Your Next Home Purchase Can Be For Fun Or Money...
Because Santa Barbara and Montecito are desirable and beautiful places to spend time, many buy vacation homes here to get away from the hustle and bustle of city life. Also, because of this, many will buy an investment property here and list it on Airbnb or VRBO. Whatever you decide to do, you should know the differences in these two different types of real estate purchases and how it can impact you down the road.
Why Does It Matter If You Buy an Investment Property or a Second Home?
As Benjamin Locke points out in this recent article on Supermoney, the IRS classifies properties differently for tax purposes. As an investment, you will need to treat the home more like a small business on your taxes, claiming any improvements and other expenses as loss and any revenue you receive in rents as income.
How they are classified in this manner is covered by Benjamin, where he shows that you would need to not only live in the property for 14 days out of the year, but additionally for 10% of the time you rent it out. So if you rent your home out for 140 days, then the 14 day rule has you covered. However, if you rent it out for 200 days, then you must be there at least 20 days of the year. Conversely if you only rent it out for one week, then you would need to stay in the home for 14 days.
Investment properties also need to meet the classification of being purchased with the goal of making a profit and taking advantage of some tax benefits assigned to investment properties. Be aware that there are also major tax implications to both of these types of purchases.
Should I Take Out a Mortgage To Buy A Second Home or Investment Property?
If you decide to mortgage your second home, then you can expect to pay rates similar to regular residential homes. If you were planning to take out a mortgage on an investment property, you can expect to pay a higher rate, mainly because banks see a secondary home as a risk. If you think about it, if someone is in financial duress and has two mortgages to pay, the mortgage on the home where they aren't living may get put aside for the payment on the primary residence.
What If I Mortgage An Investment Property or Second Home?
On your primary residence, if you take out a mortgage to purchase it, then the interest can be deducted. This is one of the many benefits of homeownership. However, if you do buy another property, then the classification will matter and impact what happens come tax time.
Mortgage Interest Deductions For Investment Properties:
You can deduct the mortgage interest as a business expense, which effectively lowers the taxable income from the property. You conversely can deduct the mortgage interest directly on your taxes, but bear in mind there are limitations to the total amount you can deduct.
Deducting The Mortgage Interest For Second Homes
Unlike an investment property, mortgage interest can not be deducted as a business expense unless you have a home office in your second home. However, you can only deduct the percentage of the interest that correlates to the size of the home office. So if your home office makes up 12% of the home's total square footage, then you can deduct 12% of the interest as a business expense. Otherwise, you can deduct the interest like you would your primary home, however this is subject the limitations mentioned above.
How Much Money Do I Need to Put Down On a Second Home or Investment Property?
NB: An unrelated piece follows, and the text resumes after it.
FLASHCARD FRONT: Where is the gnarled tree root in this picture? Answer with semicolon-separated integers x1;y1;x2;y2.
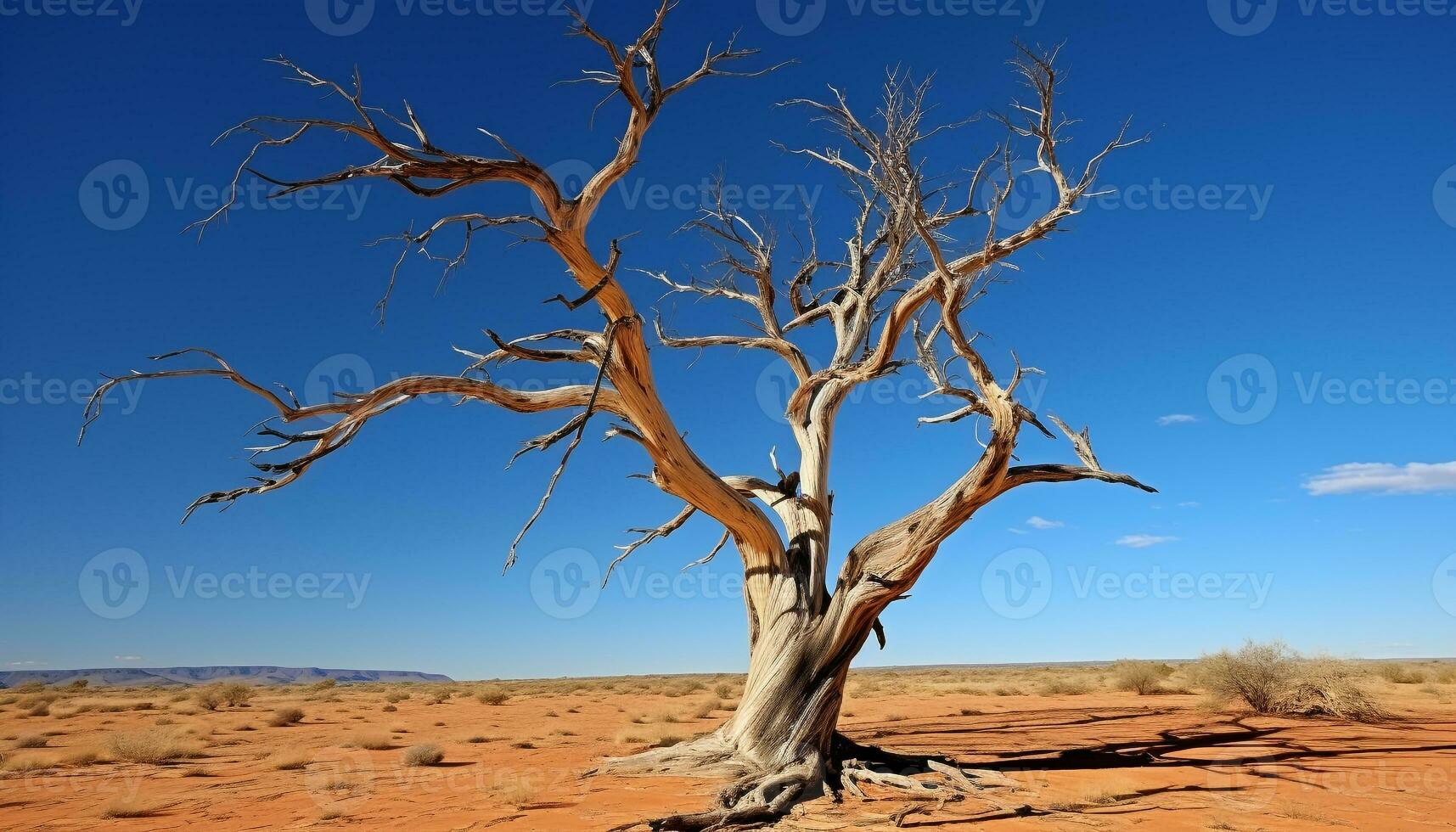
588;734;1040;832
Down payments are different when you purchase investment homes or vacation properties. For a second home, you can expect to need a 5-10% down payment, which is much lower than a primary residence. If the home is being purchased as an investment, you will most likely need to bring 20-30% to the table for a down payment to qualify for the loan. Again, this gets back to the point that banks see this as more of a risk than a residence.